Charles Wallace exclaimed, “My mother’s isolated the farandolae!”
“So she has.”
“Blajeny, do you know if something’s wrong with my farandolae and mitochondria?”
Blajeny replied quietly, “Your mother and Dr. Colubra are trying to find that out.”
“Well, then, what do we do now?”
“Go home to bed.”
“But school—”
“You will all go to school as usual in the morning.”
It was total anticlimax. “But
your
school—” Meg cried in disappointment. She had hoped that Charles Wallace would never have to enter the old red school building again, that Blajeny would take over, make everything all right …
“My children,” Blajeny said gravely, “my school building is the entire cosmos. Before your time with me is over, I may have to take you great distances, and to very strange places.”
“Are we your whole class?” Calvin asked. “Meg and Charles Wallace and me?”
Proginoskes let out a puff of huffy smoke.
“Sorry—and the cherubim.”
Blajeny said, “Wait. You will know when the time comes.”

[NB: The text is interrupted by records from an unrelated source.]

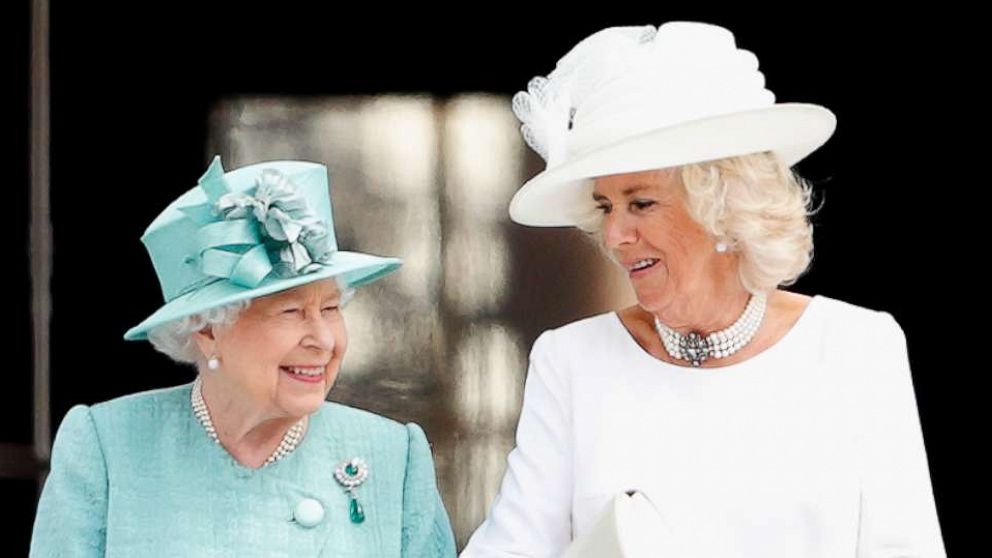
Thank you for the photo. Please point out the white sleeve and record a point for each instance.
(898, 512)
(531, 515)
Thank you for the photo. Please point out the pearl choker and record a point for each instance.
(286, 446)
(696, 348)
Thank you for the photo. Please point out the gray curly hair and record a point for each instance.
(175, 339)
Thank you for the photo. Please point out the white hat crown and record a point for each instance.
(622, 81)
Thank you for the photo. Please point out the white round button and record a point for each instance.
(309, 513)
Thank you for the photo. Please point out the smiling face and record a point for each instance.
(283, 353)
(668, 256)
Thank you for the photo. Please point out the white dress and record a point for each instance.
(811, 448)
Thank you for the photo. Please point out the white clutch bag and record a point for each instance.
(631, 527)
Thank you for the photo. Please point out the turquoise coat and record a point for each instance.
(139, 477)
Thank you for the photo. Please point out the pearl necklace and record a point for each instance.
(286, 446)
(696, 348)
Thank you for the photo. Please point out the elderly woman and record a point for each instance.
(249, 459)
(759, 422)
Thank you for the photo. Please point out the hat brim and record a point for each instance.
(561, 196)
(355, 267)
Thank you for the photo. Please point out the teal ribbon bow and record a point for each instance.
(245, 236)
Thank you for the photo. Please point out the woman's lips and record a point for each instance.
(637, 271)
(306, 378)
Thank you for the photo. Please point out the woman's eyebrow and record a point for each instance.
(633, 189)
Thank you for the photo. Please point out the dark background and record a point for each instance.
(132, 87)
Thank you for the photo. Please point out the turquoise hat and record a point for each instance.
(247, 233)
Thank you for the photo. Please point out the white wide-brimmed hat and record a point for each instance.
(630, 99)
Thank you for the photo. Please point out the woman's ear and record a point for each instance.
(206, 341)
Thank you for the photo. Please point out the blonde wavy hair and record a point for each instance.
(762, 207)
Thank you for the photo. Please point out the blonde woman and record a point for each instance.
(760, 422)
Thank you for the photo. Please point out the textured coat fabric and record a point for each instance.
(811, 448)
(139, 477)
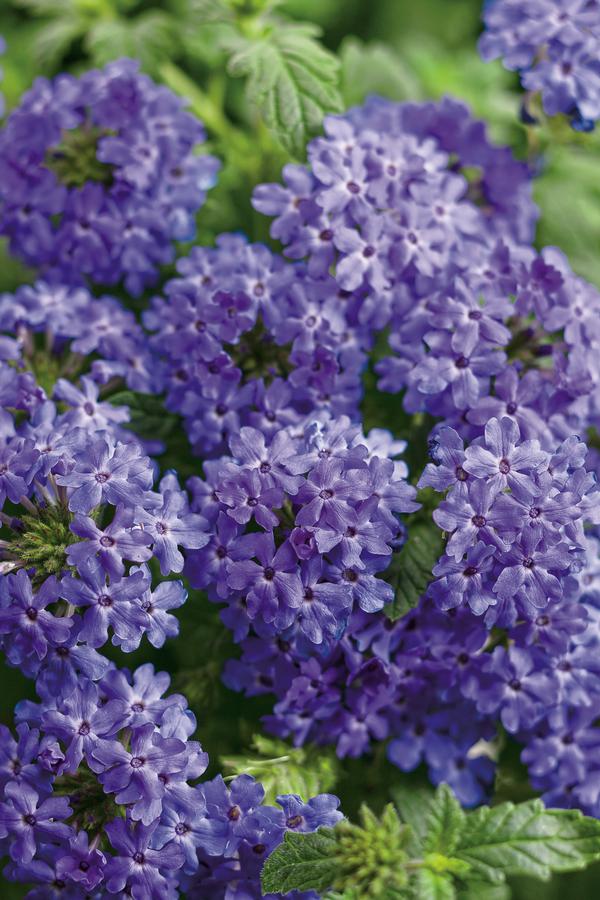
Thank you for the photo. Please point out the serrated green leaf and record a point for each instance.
(411, 569)
(413, 797)
(434, 886)
(149, 37)
(527, 839)
(55, 37)
(283, 769)
(302, 862)
(148, 417)
(292, 80)
(483, 890)
(374, 69)
(445, 822)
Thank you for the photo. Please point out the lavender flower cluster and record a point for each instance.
(97, 799)
(249, 340)
(500, 343)
(99, 176)
(99, 789)
(300, 526)
(555, 46)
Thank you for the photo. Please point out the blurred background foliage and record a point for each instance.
(400, 49)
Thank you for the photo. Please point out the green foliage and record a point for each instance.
(442, 854)
(374, 69)
(410, 570)
(302, 862)
(282, 769)
(291, 80)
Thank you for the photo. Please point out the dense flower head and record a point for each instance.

“And why on earth is one of our classmates a cherubim?” Meg said. “Sorry, Proginoskes, but it does seem very insulting to
you
to have to be with mortals like us.”
Proginoskes batted several eyes in apology. “I didn’t mean what I said about immature earthlings. If we have been sent to the same Teacher, then we have things to learn from each other. A cherubim is not a
higher
order than earthlings, you know, just different.”
Blajeny nodded. “Yes. You have much to learn from each other. Meanwhile, I will give each of you assignments. Charles Wallace, can you guess what yours is?”
“To learn to adapt.”
“I don’t want you to change!” Meg cried.
“Neither do I,” Blajeny replied. “Charles Wallace’s problem is to learn to adapt while remaining wholly himself.”